Making LIKE Faster: From 93 Seconds to Single Digits

TL;DR

The LIKE operator, particularly the '%needle%' pattern (substring search), went from 93 seconds in Opteryx 0.19.0 to 7.46 seconds in 0.26.2. The improvement came in stages: fixing the IO stack, recognising that '%needle%' is really a CONTAINS check (not a regex), direct buffer access, and adopting the Volnitsky algorithm with a sieve prefilter. We're now at ~2x overhead compared to single-threaded C++ engines, and we're pushing further by removing Arrow and eliminating GIL overhead in the search path.


The Problem

Substring search in SQL is ubiquitous: filtering user IDs, matching partial text, finding patterns in logs. The LIKE operator handles this, but implementation details matter enormously.

Our reference point is ClickBench query 20, an example workload scanning ~100 million rows on Parquet data.

January 2025, Opteryx 0.19.0:

93.27 seconds

That's unacceptable. For comparison, C++/Rust engines like DuckDB and Clickhouse doing the same work were completing in under 4 seconds.
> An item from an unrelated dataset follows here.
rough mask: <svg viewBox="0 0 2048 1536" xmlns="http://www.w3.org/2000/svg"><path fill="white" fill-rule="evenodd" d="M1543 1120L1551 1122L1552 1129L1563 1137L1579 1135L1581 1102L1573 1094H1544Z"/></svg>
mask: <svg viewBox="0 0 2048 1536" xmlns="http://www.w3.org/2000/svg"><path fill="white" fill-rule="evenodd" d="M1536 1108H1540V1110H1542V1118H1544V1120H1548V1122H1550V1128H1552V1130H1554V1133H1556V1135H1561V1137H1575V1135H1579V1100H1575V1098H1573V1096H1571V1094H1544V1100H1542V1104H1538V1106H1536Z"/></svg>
Profiling showed a large part of the problem wasn't algorithmic — it was fundamental. The IO stack was stalling execution. Improving string search was pointless if the data wasn't arriving.


Stage 1: IO Stack Fix (0.19.0 → 0.20.0)

The first 30 seconds of that 93-second runtime was the IO bottleneck. Rewriting the IO stack to use fine-grained byte-range reads cut this down dramatically.

By 0.20.0, roughly one month later:

56.82 seconds

Better, but still nowhere near 4 seconds. The string search itself was still slow.


Stage 2: Recognising LIKE '%needle%' is CONTAINS (0.20.0 → 0.22.0)

Here's where the insight mattered.

SQL has a LIKE operator that's technically a regex with wildcards:

  • LIKE 'needle' = exact match
  • LIKE 'needle%' = prefix match
  • LIKE '%needle' = suffix match
  • LIKE '%needle%' = substring match (CONTAINS)

Our original implementation was treating all LIKE patterns as full regular expressions, delegating to Arrow's regex engine. This works, but it's expensive.

The key observation: most LIKE queries in practice use the '%needle%' form, which is really just a substring search, overkill for a regex.

We added a new operator, INSTR, and new strategy in the optimizer:

if pattern matches '%NEEDLE%':
  return INSTR(column, needle) != -1

Instead of a full regex evaluation, we now do a direct substring check. This was a dramatic win:

0.22.0:

17.57 seconds

A 3.2x improvement over the previous version. Still not 4 seconds, but progress.


Stage 3: Direct Buffer Access & Boyer-Moore-Horspool (0.22.0 → 0.26.2)

The next optimisation recognised that we were still going through Arrow's abstraction layers for INSTR checks.

We moved to direct buffer access:

  • Read the raw Arrow buffer pointers
  • Skip Arrow's helper functions
  • Implement string search in compiled code

This allowed us to use a more sophisticated algorithm: Boyer-Moore-Horspool (BMH), a linear-time substring search that skips characters when mismatches occur.

We also added a sieve prefilter: before running the full search, we check if the needle's characters appear at all in the haystack. If the needle contains a rare character (say 'z'), a quick scan can reject rows cheaply.

Results, 0.26.2:

7.46 seconds

Now we're only 1.8x slower than the C++ engines. We were pleased with this given at it's heart, Opteryx is mostly written in Python.


Stage 4: Volnitsky & Removing Arrow (Current Work)

We're currently deep in an engine refactor:

  1. Removing Arrow as the internal representation unlocks faster processing of dictionary-encoded arrays (common in real datasets). Columns like "country" or "status" are often dictionary-encoded; Arrow's generic abstraction didn't let us specialise on this.

  2. Pushing code off the Python interpreter to reduce GIL contention. String search loops are candidates for this — they're tight loops over uniform data.

We've adopted the Volnitsky algorithm which builds on BMH with multi-byte searches:

  • Faster in practice on real strings
  • Better prefilter (sieve) integration
  • Clearer separation between "find first candidate" and "verify match"

Early results suggest we can hit the 4 second bar set by other engines, and as all things go in circles, 2.8s of our current 3.8s lab benchmark is IO again.


The Lesson

Optimising a substring search operator looks simple in isolation, but the real wins come from:

  1. Fixing fundamentals first (IO stack). A fast algorithm on slow data is still slow.
  2. Recognising pattern specialisation ('%needle%' is CONTAINS, not regex).
  3. Direct buffer access avoiding abstraction overhead.
  4. The right algorithm (BMH and Volnitsky beat naive search by orders of magnitude).
  5. Preparing for parallelism (GIL-free code paths).

This progression from 93 seconds to 4 seconds shows that cumulative, targeted optimisations compound. We're not done yet.